After flying under the radar for nearly the whole month of December, the Kentucky Wildcats are about to reappear on the national stage, and the next three games may determine the course of the rest of their season.  A month full of cupcakes has inflated Kentucky’s record to 11-3, but a Sunday showdown with Louisville will test the true validity of this Wildcat squad.
The national media has failed to truly notice the season Wildcat guard Jodie Meeks is putting together.  The junior guard is averaging 24 points per game, shooting nearly 43 percent from three-point range, and is making a 30-point game a common factor.

Meeks topped out with a 46-point performance on nine three-pointers against Appalachian State, and followed it up with a 32-point showing against Tennessee State, highlighted by hitting seven threes in the first half. 

In Billy Gillispie’s offense, Meeks still plays second fiddle to Patrick Patterson, who has made easy work of the light December schedule and little competition in the post.  Patterson has dominated the paint to the tune of multiple double-doubles over this stretch, leaving little doubt that he has returned to 100 percent after offseason ankle surgery.
With SEC play quickly approaching, where do the Wildcats stack up in the conference?  Nearly all will agree that the SEC is horrifically down this year; Tennessee is the only team on the national radar currently, and the SEC West exists as a cesspool of NIT-bound teams, at best. 

Therefore, Kentucky has a favorable chance of contending for an SEC title by default.  Tennessee, Florida, and Arkansas will be the top competitors, and there will inevitably be a shocking contender or two as the season unfolds.  The SEC, while not being the “best” league, will not lack excitement.
But for Kentucky to assume its throne of SEC supremacy, which it abdicated in 2006 and has not recovered, several questions must be answered. 

One, a third scorer must be found to accompany Meeks and Patterson.  The preferred candidates would be talented freshmen DeAndre Liggins and Darius Miller, but both have looked a bit shaky on the offensive end as of late, particularly Miller. 

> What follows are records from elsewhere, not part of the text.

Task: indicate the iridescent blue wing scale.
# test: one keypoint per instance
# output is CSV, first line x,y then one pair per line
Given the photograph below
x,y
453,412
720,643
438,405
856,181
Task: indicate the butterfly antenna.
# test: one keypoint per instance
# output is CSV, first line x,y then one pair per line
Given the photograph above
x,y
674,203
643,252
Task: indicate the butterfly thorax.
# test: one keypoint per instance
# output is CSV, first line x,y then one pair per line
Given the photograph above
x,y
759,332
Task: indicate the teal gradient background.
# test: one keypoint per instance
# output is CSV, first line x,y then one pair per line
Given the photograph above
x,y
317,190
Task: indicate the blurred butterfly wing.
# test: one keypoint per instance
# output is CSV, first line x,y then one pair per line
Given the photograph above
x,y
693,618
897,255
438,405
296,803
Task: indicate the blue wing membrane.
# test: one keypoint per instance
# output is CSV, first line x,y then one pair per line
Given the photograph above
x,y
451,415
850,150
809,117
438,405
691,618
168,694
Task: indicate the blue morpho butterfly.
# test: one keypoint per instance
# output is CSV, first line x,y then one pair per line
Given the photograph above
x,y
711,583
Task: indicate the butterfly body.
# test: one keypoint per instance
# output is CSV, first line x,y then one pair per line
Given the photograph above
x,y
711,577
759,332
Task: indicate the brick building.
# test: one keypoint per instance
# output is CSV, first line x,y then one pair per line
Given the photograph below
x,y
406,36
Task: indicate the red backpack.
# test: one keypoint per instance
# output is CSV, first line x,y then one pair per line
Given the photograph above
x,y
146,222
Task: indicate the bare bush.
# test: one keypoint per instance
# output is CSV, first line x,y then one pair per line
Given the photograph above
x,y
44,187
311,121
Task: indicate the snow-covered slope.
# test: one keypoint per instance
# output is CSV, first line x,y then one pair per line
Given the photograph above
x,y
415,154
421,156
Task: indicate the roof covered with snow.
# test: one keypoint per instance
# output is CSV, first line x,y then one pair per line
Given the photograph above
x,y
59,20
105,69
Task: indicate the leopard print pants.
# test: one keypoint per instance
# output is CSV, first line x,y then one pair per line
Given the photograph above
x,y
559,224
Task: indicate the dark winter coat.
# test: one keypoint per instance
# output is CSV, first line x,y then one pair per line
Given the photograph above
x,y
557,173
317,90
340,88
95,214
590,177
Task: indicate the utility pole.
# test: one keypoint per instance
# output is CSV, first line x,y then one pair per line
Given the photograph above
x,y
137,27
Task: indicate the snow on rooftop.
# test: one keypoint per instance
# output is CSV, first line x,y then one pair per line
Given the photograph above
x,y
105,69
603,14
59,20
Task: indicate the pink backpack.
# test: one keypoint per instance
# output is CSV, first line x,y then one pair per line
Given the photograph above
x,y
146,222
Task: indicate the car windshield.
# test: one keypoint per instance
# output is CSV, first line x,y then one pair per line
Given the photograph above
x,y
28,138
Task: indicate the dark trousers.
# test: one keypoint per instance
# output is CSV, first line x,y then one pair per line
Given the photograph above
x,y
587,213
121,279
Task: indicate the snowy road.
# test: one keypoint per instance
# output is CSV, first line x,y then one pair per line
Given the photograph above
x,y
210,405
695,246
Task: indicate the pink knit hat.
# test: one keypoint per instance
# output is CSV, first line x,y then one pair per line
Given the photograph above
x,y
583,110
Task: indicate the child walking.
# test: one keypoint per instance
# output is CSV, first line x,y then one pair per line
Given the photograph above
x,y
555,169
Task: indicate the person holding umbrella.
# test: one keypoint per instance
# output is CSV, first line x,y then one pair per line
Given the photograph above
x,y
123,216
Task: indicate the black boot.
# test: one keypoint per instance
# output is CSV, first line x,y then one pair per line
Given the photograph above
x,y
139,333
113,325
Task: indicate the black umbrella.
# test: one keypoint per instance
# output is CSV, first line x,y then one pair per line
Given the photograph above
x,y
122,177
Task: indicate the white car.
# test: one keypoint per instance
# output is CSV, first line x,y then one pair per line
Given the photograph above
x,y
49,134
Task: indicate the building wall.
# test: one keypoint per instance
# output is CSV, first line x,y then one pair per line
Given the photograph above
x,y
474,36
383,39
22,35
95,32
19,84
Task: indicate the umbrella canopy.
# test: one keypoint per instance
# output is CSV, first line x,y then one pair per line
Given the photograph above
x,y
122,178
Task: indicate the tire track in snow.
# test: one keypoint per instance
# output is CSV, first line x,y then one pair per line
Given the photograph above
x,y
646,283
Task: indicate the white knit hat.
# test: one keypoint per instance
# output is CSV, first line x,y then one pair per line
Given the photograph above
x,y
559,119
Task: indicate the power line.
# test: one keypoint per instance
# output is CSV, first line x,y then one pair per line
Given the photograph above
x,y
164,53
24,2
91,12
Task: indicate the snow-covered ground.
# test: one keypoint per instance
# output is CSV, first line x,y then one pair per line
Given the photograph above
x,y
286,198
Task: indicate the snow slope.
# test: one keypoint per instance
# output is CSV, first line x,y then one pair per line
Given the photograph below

Two, get forward Ramon Harris healthy.  Harris has been in and out of the lineup since his frightening neck injury against Lamar, and his absence will hurt the Cats defensively.  The junior from Alaska is by far the Cats’ best perimeter defender. 

Three, defend dribble penetration more effectively.  VMI beat them and Florida Atlantic nearly upset them due to it, and more athletic teams from the SEC (and Louisville) will look to break down the Cats defensively.  Kentucky has been stout on the defensive end this month, but has that been a product of the schedule?
We will begin to find out on Sunday afternoon.